Objects — everything from cars, birds and faces to letters of the alphabet — look significantly different to people familiar with them, a new study suggests.
Using the Arabic alphabet as a frame of reference, Johns Hopkins University researchers studied how experts in the language and novices viewed various letters and found clear evidence that visual processing is influenced by experience. Their findings are forthcoming in the Journal of Experimental Psychology: Human Perception and Performance and are now available online.
“You might assume we have basic vision machinery and that you could detect features of different letters even if you didn’t know the language. But that’s not the case,” said senior author Brenda Rapp, a professor in the university’s Department of Cognitive Sciences. “What you know affects how you see things.”
Researchers, who included lead author Robert W. Wiley, a postdoctoral student in Rapp’s lab, and Colin Wilson, associate professor in the Department of Cognitive Sciences, studied a group of 25 experts in Arabic and 25 people who didn’t know the language.
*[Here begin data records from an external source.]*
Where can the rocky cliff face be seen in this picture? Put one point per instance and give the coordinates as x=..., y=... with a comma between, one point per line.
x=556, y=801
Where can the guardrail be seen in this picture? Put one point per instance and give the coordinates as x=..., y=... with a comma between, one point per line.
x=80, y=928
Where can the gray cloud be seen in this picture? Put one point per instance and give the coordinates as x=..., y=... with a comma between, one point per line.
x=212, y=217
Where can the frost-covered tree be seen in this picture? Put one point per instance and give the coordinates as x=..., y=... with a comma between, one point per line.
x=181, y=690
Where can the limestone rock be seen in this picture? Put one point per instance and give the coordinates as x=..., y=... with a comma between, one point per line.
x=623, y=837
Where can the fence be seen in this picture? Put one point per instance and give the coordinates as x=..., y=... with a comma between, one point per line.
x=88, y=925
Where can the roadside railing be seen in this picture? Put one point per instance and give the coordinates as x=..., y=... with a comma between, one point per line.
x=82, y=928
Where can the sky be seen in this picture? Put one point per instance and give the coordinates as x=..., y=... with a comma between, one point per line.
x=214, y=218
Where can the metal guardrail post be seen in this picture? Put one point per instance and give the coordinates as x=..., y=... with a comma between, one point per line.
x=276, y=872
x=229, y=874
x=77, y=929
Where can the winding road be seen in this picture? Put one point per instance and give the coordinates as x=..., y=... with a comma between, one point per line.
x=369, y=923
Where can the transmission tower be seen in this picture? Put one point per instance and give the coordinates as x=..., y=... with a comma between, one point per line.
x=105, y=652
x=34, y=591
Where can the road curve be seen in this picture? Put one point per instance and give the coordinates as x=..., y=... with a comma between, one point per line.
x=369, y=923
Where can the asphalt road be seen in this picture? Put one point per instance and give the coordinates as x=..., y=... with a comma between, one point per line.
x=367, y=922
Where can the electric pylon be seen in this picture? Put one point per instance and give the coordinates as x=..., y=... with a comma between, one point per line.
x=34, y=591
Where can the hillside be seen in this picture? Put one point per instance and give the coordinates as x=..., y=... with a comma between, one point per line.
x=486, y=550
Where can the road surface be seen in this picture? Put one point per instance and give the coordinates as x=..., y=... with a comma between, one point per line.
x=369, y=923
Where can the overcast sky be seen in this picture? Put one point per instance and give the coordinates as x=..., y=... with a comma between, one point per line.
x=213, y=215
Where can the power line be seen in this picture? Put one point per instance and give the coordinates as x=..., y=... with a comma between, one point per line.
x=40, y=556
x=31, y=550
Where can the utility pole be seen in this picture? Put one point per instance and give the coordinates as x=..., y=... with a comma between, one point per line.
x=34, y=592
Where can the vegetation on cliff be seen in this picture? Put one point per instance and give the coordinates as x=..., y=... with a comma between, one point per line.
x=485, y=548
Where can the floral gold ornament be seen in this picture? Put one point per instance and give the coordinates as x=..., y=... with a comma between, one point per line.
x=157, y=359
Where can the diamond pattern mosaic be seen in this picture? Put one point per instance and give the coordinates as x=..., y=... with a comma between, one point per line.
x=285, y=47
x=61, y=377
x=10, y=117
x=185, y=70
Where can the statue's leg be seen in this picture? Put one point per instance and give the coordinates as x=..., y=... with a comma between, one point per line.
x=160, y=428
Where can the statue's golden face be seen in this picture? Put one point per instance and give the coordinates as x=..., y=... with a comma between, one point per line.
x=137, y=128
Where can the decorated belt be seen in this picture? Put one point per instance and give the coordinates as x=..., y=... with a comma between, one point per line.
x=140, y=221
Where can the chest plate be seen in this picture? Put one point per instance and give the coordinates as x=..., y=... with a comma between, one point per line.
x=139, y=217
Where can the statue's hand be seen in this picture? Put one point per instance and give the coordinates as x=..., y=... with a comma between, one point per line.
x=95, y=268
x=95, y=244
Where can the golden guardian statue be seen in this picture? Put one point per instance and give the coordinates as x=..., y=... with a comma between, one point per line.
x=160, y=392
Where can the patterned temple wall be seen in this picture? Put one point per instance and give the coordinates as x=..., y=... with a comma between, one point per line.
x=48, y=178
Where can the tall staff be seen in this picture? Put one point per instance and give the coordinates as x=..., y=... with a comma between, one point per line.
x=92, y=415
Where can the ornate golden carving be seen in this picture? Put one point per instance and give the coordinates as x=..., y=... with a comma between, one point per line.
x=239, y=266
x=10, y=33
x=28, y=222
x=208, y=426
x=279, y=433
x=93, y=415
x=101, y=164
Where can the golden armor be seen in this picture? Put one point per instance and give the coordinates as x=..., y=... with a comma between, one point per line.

The team showed the participants 2,000 pairs of letters, one pair at a time, and asked them to determine if the letters were the same or different. The answers were measured for speed and accuracy.
Novices were quicker to differentiate letters while experts were more accurate. Yet the more features a letter had, the slower the novices were. Experts were just the opposite — the more horizontals, whorls and curves a letter had, the better they were at distinguishing it.
The team also analyzed the results using hierarchical clustering to determine which letters looked similar to novices and which ones looked alike to experts. Everyone tended to agree on the relationships between certain letters but there were also stark, surprising divergences.
The pairs that tripped up people who weren’t proficient in Arabic tended to look nothing like the ones that confused the pros. Experts were biased by non-visual things they knew about the letters, like the names of the letters, how they are written or the way they sound.
“When you become an expert in reading an alphabet, what does that change? Does your visual system see the same thing as a beginner? We say no,” Wiley said. “If you’re an expert, things that look complex to a novice look simple to you.”
The findings should apply not just to letters, but to anything we see.
“What we find should hold true for any sort of object — cars, birds, faces. Expertise matters. It changes how you perceive things,” Wiley said. “Part of being an expert is learning what matters and what doesn’t matter — including visual features. You know what to look for.”